In August 2015, Houtkoop signed a three-year deal with SC Cambuur on a free transfer. Houtkoop's three-year contract with ADO Den Haag was dissolved to allow this move. On 25 January 2017, Houtkoop was one of two Cambuur players to miss a penalty, after a 2016–17 KNVB Cup game against FC Utrecht ended 2–2. Cambuur won away, as three Utrecht players had missed. The contract with Cambuur expired in the summer of 2018.

=== HamKam, New Zealand and Jubbega ===
Houtkoop went to Hamarkameratene that played in the Norwegian First Division on trial. On 29 August 2018, he signed with the club for one season. His first game for HamKam was a 2–1 victory at home against Åsane on 2 September, where Houtkoop came on as a substitute for Abubakar Ibrahim in the second half. In total, Houtkoop played seven league games for HamKam.

After this adventure in Norway, Houtkoop had an internship in New Zealand, before refusing an offer from Canada.
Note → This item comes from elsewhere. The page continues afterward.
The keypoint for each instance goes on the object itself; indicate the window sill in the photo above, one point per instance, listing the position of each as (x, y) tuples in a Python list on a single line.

On 1 September 2019, Houtkoop joined VV Jubbega. Houtkoop was recruited to Jubbenga by its head coach Inne Schotanus, who was his trainer in the SC Heerenveen youth. In his first game for Jubbega, entering as a substitute, it managed to beat GOMOS 6–7 including 2 goals and 2 assists by Houtkoop, after GOMOS had led this cup game 6–2 and Jubbega had one player less due to a red card.

== Personal ==
Houtkoop is married. He is partially of Indonesian descent.